For Linstead resident, Fallette Vidal, the official opening of the Drug Serv Pharmacy at the Linstead Public Hospital in St. Catherine on December 13, affords her the opportunity of getting her prescription filled quickly, as the waiting time has been reduced significantly.

Ms. Vidal shared with JIS News that it can sometimes be a hassle to wait for her medication, but through instituted time-saving measures, a much smoother flow is enabled.

“In the past, it took longer to get my prescription, but now it goes faster. I prefer Drug Serv because I get through on time. The service is good,” she said.

Her sentiments were echoed by another customer of the Drug Serv Pharmacy, Paulette Singh.

“I have been coming here for two years now… . You get all of your medication and you get them on time, and you have a number of windows where you can go and collect it. I prefer the service here; it is good,” she said.

Chief Executive Officer (CEO) of the National Health Fund (NHF), Everton Anderson, in his remarks during the opening of the new pharmacy, said several strategies were put in place to reduce waiting time from four or five hours to an average of one hour and 16 minutes.

Among the strategies are the Quick Prescript application, scheduled refills for chronic patients and drop-off/pick-up services.

“This is still above our target that within two years our waiting time should be significantly under one hour. But that will take some partnership between patients and the National Health Fund (NHF),” he said.
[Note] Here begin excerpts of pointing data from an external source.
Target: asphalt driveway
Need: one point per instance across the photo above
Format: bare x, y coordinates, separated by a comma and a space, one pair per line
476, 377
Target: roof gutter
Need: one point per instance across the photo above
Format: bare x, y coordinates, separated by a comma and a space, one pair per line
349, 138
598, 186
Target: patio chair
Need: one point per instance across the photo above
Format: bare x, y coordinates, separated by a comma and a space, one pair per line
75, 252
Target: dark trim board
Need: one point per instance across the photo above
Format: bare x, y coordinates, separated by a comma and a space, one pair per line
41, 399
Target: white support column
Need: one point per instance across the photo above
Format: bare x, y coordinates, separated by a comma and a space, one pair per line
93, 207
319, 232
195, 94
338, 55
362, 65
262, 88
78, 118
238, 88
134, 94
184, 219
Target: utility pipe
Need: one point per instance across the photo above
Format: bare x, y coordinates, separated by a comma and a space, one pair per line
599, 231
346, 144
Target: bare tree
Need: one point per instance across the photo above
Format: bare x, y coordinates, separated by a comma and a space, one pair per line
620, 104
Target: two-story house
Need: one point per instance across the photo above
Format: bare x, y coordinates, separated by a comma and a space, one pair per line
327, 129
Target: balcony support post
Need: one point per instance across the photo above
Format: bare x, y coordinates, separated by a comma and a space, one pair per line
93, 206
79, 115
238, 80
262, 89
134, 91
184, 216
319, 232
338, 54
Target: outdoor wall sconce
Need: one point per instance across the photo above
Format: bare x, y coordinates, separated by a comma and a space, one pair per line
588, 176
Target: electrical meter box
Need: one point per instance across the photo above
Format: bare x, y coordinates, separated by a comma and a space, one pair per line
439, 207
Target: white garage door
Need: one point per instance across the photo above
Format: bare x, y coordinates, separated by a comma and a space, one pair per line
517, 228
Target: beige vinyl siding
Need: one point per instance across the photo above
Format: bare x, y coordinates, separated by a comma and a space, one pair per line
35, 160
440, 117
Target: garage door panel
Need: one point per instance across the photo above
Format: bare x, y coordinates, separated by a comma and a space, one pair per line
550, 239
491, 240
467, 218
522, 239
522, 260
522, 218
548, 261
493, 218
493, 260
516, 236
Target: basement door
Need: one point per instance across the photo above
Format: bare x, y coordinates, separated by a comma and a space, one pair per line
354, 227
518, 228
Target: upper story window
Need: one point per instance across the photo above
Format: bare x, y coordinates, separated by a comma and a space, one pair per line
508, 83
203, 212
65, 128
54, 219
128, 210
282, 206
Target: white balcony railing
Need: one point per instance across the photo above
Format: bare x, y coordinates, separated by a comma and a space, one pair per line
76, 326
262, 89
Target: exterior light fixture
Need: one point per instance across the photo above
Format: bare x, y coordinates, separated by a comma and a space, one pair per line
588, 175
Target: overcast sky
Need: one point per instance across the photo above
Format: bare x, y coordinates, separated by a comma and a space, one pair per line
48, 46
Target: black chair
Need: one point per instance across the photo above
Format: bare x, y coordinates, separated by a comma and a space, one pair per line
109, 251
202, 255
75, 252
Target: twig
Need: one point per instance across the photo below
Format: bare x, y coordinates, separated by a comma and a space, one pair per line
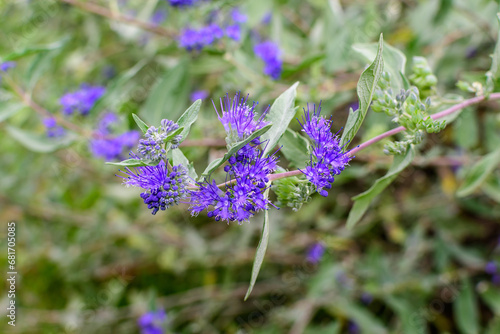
102, 11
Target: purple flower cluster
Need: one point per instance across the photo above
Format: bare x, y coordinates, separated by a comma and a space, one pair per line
247, 170
238, 118
82, 100
163, 187
53, 130
108, 146
152, 322
327, 158
270, 53
152, 147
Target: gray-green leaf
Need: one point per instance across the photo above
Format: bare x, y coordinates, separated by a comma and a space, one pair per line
465, 310
366, 88
188, 118
363, 200
281, 113
235, 148
140, 123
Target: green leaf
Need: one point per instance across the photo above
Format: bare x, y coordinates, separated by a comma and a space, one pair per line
366, 88
34, 50
281, 113
294, 148
478, 173
465, 309
363, 200
168, 95
178, 158
261, 250
140, 123
394, 62
188, 118
39, 142
134, 163
8, 110
491, 297
233, 149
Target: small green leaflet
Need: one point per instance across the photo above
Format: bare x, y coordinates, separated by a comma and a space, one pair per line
140, 123
178, 158
465, 309
235, 148
366, 88
280, 115
188, 118
295, 148
261, 250
363, 200
479, 173
134, 163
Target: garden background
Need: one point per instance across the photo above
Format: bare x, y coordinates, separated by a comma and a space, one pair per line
90, 256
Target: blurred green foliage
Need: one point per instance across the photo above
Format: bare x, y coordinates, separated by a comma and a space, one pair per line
91, 258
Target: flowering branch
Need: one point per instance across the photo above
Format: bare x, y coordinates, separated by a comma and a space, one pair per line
102, 11
444, 113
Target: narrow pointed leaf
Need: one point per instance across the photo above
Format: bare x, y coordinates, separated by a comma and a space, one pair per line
366, 88
261, 251
233, 149
280, 115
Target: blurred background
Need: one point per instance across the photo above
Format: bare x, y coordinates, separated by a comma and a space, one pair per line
92, 259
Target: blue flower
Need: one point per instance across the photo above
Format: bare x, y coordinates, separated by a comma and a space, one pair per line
233, 32
238, 118
152, 322
163, 188
198, 95
109, 146
82, 100
270, 53
315, 253
182, 3
4, 67
152, 147
327, 158
53, 130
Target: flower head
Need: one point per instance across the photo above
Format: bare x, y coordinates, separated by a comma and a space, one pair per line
152, 147
238, 118
82, 100
163, 188
198, 95
152, 322
270, 53
327, 158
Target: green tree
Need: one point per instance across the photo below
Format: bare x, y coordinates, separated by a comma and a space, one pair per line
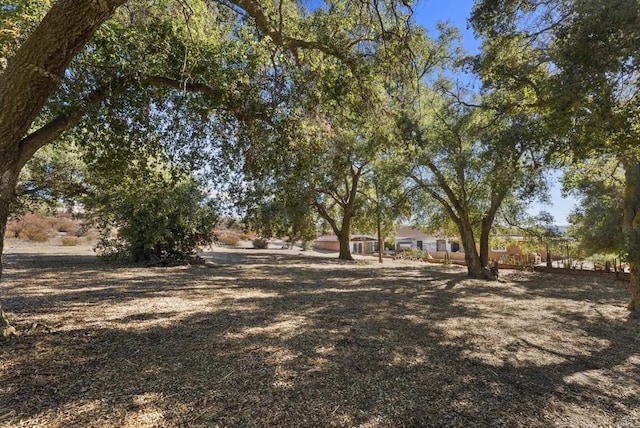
469, 161
152, 217
50, 83
596, 222
589, 93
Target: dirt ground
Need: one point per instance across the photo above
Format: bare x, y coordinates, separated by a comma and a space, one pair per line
283, 338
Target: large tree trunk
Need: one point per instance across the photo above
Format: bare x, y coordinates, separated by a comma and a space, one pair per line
32, 74
7, 189
475, 268
631, 225
344, 236
345, 251
485, 232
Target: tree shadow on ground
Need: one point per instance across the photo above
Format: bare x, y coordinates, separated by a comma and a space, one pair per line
319, 345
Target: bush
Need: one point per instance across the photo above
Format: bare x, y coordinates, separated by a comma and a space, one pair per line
229, 239
65, 225
29, 227
260, 243
155, 217
70, 241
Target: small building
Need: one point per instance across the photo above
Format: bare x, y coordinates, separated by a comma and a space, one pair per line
359, 244
408, 238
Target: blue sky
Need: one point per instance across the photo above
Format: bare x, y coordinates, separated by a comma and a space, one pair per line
456, 12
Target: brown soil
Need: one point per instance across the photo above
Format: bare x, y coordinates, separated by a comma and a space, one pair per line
283, 338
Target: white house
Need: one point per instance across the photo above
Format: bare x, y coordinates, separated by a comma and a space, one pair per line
407, 238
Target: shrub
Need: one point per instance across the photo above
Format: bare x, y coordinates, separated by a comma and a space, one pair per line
65, 225
260, 243
155, 217
70, 241
30, 227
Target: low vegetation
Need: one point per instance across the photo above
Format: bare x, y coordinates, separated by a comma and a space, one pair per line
268, 338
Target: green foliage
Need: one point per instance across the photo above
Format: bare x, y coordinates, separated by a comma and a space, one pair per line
152, 217
597, 220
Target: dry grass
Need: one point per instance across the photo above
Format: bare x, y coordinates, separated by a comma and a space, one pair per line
276, 338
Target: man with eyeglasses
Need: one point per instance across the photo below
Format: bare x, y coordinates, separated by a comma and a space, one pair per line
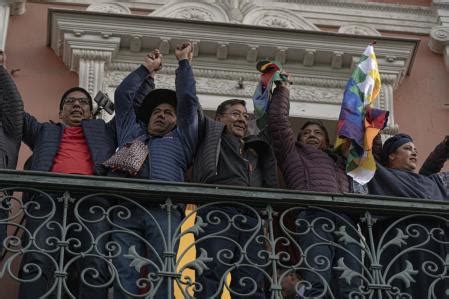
233, 234
76, 145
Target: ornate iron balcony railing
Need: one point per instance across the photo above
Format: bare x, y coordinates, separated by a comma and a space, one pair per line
133, 235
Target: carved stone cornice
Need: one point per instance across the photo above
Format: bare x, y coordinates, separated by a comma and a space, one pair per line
439, 38
107, 7
380, 16
78, 46
104, 48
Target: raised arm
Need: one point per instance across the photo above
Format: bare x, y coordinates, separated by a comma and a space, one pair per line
435, 161
11, 117
283, 137
188, 105
130, 94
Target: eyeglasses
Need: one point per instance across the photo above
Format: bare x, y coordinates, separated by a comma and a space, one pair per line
237, 115
72, 100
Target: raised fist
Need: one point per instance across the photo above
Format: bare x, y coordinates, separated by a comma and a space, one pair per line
184, 51
2, 58
153, 61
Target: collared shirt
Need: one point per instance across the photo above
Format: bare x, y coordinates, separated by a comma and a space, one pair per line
73, 155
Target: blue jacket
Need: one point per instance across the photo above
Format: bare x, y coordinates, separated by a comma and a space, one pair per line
11, 115
169, 155
44, 140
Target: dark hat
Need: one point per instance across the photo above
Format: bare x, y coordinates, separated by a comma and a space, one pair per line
154, 99
73, 89
393, 143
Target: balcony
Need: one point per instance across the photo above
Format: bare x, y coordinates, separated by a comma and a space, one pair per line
399, 246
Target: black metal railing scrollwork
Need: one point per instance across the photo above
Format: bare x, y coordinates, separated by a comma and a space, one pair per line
90, 235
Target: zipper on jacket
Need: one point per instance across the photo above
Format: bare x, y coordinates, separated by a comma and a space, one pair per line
217, 156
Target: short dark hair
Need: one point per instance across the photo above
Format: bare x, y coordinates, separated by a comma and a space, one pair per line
226, 104
392, 144
319, 124
73, 89
153, 99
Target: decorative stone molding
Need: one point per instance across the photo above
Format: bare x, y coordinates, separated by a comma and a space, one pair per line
439, 42
104, 48
381, 16
358, 29
88, 55
439, 39
279, 18
109, 7
193, 11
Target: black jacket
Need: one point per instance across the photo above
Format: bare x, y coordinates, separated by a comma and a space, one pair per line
208, 153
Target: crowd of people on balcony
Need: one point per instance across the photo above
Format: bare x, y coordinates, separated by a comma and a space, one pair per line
157, 134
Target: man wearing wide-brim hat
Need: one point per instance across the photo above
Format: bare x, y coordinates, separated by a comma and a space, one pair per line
166, 122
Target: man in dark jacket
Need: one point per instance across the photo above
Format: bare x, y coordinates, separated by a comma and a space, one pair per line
167, 123
77, 145
422, 239
226, 157
11, 113
308, 165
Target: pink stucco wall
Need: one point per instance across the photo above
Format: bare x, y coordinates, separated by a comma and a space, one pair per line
419, 101
43, 77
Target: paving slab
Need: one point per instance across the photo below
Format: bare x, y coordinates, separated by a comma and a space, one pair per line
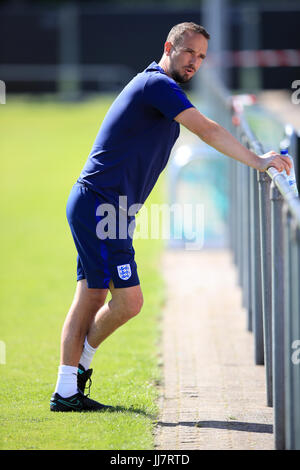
212, 395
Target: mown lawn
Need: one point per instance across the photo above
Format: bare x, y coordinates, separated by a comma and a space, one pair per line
43, 148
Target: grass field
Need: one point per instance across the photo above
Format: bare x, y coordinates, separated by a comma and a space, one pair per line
43, 148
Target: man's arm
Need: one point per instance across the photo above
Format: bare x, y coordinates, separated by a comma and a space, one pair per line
219, 138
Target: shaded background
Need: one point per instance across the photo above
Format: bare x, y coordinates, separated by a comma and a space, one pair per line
77, 47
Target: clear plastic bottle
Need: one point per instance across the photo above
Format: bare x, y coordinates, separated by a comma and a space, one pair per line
291, 177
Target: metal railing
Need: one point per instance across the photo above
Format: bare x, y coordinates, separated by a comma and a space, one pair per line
265, 240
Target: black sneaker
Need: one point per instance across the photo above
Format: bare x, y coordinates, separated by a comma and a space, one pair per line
77, 402
82, 377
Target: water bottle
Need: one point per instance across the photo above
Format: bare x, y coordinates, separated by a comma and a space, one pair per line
291, 177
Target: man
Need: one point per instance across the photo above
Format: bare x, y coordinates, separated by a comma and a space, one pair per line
130, 151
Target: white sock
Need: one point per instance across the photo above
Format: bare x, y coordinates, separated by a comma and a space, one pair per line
66, 384
87, 355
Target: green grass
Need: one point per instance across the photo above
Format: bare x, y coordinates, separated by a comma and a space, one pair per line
43, 148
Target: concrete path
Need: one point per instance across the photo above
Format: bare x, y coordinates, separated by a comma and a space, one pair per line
213, 395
Mr. Anderson assured those benefiting from the services offered by the NHF that the entity will continuously improve its operations “end-to-end from procurement buying of drugs, warehousing to dispensing to patients”.
“Our warehouse was recently International Organization for Standardization (ISO)-certified, and this year we have started the process of certifying the larger Drug Servs. We have four of them in

Mandeville; at the Kingston Public Hospital (KPH); at Port Maria, St. Mary; and Greater Portmore in St. Catherine,” he informed.

Mr. Anderson indicated plans for the upcoming year to partner with patients to ensure that medications are taken correctly.

For his part, Health Minister, Dr. the Hon. Christopher Tufton, also acknowledged the reduction time in dispensing drugs to as “short as half an hour and in some instances even shorter if you ‘pre-send’ your prescription for it to be filled and then you pick up after”.

Health Minister, Dr. the Hon. Christopher Tufton (centre), observes as intern, Rushelle Marshall (right), assists with the filling of prescriptions at the official opening of the Linstead Public Hospital Drug Serv Pharmacy, in St. Catherine, on December 13. At left is Chief Executive Officer of the National Health Fund (NHF), Everton Anderson.

 

“To move from four and five hours to less than half an hour with a doubling of dispensing windows is a manifestation as to the reasons the NHF would be recognised for their corporate governance,” the Minister said.

During this year’s staging of the Public Sector Corporate Governance Awards hosted by the Private Sector Organisation of Jamaica (PSOJ), in collaboration with the Finance and the Public Service Ministry, the NHF copped five awards, including the award for top public body, which was presented to the entity for the second year.

Built at a cost of $31 million, the 1,500 sq. ft. pharmacy stands as a commitment to improving healthcare and prescription services for all Jamaicans. The pharmacy adds to the 105 facilities across the island.